Support for reading from / writing to pipes (input from stdin and output to stdout) about vsearch HOT 22 CLOSED

torognes commented on June 3, 2024

Support for reading from / writing to pipes (input from stdin and output to stdout)

from vsearch.

Comments (22)

torognes commented on June 3, 2024 2

I have started implementing support for reading from pipes. Writing should already work.

Automatic detection of compressed data from pipes is very difficult to implement correctly, especially followed by automatic FASTA/FASTQ detection. In order to simplify the implementation I have decided to support compressed input from pipes only when a specific option is specified, e.g. --gzip or --bzip2. This is similar to GNU tar: http://www.gnu.org/software/tar/manual/html_node/gzip.html

Uncompressed data from pipes is no problem, and automatic compression detection on files will still work.

A file with the name - will be considered a synonym for /dev/stdin or /dev/stdout.

The progress indicator will be unavailable when reading from a stream.

Writing compressed output files (FASTA and FASTQ) is another matter that we could also support.

from vsearch.

frederic-mahe commented on June 3, 2024 2

If vsearch reads and write from pipes, is there really a need to support compressed data? It is a genuine question, as I cannot imagine a case where streaming compressed data is the only option. In general, I use anonymous pipes (or named pipes when I need to do fancy stuff) and I decompress the data before streaming it.

from vsearch.

frederic-mahe commented on June 3, 2024

I am not sure it would be very useful, expect for dereplication. When one tries to dereplicate a bunch of fasta files, instead of merging them into a big file before the dereplication, it would be more elegant to pipe them into vsearch stdin (it would save disk space and time to).

Another way to achieve that is to allow multiple filenames for the --derep_fulllength command. It should be possible to parse that, assuming filenames do not start with hyphens.

from vsearch.

torognes commented on June 3, 2024

Check if input is a regular file or a stream. If a stream do not provide progress bar for reading.

from vsearch.

torognes commented on June 3, 2024

Check if filename is a dash (-) and read/write to stdin/stdout instead.

from vsearch.

torognes commented on June 3, 2024

A problem is that we cannot rewind on streams. When we check if a file is compressed with zip or bzip2 we currently need to rewind after auto-detecting whether the input is compressed by reading the signature of the file (first two "magic" bytes"). The same is true for auto detection of FASTA or FASTQ files (File starts with ">" or "@"). We need to keep the data read so that we do not have to rewind the file.

from vsearch.

gregcaporaso commented on June 3, 2024

I was just about to request that multiple files could be passed via -i, and came across this thread. This would be extremely useful for me for dereplication as I'm currently cat'ing a bunch of fasta files together, dereplicating and then deleting the cat'ed file.

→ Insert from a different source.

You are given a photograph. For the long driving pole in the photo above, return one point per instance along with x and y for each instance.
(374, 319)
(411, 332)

Also, a side note, but we released biom 2.1.5 this week, which now has a from-uc command that facilitates getting your vsearch data into QIIME. I have some notes on what the pipeline looks like here. Feel free to share if it's useful for your users.

from vsearch.

torognes commented on June 3, 2024

Hi @gregcaporaso, I'll try to figure out a way to support input from a stream so that dereplicating together several files can be performed.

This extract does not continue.